Danny leaned closer to Trixie and whispered, “I think they figure that I’d stay if they refuse to leave.”
“Really? How about if I just hang onto this car door…then you ain’t gonna be able to leave,” she said, giggling.
Danny sighed, took off his sunglasses and leaned closer to Trixie. She closed her eyes, leaned her head back and puckered up her lips. Danny kissed her on the forehead. With eyes still closed she pursed her lips all the more and leaned forward to meet him. Danny rolled his eyes again and after hesitating for a moment kissed her lightly on her trembling lips. He sat back in the car seat and looked at Trixie poised there in mid-pucker. He cleared his throat lightly and tapped the steering wheel again. She lingered there for a moment before her eyes fluttered and opened wide, doe-eyed to stare at the singer. She sighed.
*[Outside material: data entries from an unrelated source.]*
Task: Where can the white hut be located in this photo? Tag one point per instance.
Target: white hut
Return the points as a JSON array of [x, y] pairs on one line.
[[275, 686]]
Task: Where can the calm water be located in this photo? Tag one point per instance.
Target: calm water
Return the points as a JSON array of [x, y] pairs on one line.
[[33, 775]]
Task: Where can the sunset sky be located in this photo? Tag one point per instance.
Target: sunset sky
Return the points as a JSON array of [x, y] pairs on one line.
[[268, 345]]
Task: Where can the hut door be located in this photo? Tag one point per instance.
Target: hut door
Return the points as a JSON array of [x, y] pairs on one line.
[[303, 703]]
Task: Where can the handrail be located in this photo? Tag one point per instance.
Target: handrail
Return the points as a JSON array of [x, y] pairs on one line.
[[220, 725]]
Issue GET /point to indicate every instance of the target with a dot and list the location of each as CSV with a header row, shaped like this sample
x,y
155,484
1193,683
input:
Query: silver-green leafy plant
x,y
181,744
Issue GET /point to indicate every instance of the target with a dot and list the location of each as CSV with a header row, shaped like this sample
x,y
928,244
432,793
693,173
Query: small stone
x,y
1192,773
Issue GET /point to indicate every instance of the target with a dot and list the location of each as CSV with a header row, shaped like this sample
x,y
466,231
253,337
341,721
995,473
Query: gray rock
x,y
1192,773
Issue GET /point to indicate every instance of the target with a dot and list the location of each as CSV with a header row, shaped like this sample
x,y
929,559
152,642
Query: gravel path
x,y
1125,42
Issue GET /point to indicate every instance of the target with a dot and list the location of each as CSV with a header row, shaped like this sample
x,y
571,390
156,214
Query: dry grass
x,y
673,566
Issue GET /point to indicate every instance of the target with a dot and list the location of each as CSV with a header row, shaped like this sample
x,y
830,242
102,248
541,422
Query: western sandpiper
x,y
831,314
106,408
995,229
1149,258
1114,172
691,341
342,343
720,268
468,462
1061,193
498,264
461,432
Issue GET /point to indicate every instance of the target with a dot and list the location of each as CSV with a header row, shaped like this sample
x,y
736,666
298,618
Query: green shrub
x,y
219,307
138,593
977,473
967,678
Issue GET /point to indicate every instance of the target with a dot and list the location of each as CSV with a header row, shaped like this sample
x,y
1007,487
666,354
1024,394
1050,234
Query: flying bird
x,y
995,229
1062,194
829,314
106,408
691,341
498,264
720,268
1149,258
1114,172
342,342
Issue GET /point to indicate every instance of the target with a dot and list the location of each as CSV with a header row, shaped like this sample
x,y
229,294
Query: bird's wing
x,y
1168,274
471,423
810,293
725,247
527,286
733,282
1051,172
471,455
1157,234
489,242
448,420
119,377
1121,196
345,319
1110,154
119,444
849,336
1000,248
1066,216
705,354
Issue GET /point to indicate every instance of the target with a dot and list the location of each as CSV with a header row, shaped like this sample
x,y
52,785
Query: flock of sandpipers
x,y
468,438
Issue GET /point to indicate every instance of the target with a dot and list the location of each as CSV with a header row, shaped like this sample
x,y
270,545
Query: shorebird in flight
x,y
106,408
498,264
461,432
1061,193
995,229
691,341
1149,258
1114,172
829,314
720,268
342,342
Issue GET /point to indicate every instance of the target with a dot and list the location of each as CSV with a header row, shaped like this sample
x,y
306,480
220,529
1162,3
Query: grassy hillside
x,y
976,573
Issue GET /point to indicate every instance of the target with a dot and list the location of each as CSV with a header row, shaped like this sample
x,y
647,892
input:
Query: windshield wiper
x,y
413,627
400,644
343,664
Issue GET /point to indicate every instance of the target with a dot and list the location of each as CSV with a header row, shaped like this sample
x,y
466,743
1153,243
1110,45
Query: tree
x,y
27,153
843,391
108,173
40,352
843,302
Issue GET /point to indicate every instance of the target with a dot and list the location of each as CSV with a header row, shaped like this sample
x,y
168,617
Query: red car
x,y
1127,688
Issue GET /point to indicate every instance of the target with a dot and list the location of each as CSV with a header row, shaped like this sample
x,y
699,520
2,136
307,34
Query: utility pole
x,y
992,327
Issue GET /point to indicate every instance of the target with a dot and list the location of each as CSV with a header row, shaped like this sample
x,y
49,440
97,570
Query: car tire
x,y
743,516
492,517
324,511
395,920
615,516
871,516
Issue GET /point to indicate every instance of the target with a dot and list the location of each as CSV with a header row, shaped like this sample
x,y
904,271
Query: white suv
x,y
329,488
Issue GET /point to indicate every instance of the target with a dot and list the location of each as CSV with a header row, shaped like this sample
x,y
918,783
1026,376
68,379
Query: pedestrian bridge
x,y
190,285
“You want me to come over tonight?”
He stretched his lips back in a mock grin.
“Sure,” he said unconvincingly. “But, I may have to run into San Antonio on an errand.” He nodded his head and looked out over his glasses at her. “Call you later, okay?”
Trixie lolled her head to one side and closed her eyes. She sighed, patted the door lightly with two hands and said, “Sure, call me.” She then wheeled around on her heels and walked back into Big Earls without looking back at the Jeep.
Danny nodded his head slowly, took a sip of his coffee, started the car up and headed back to his ranch.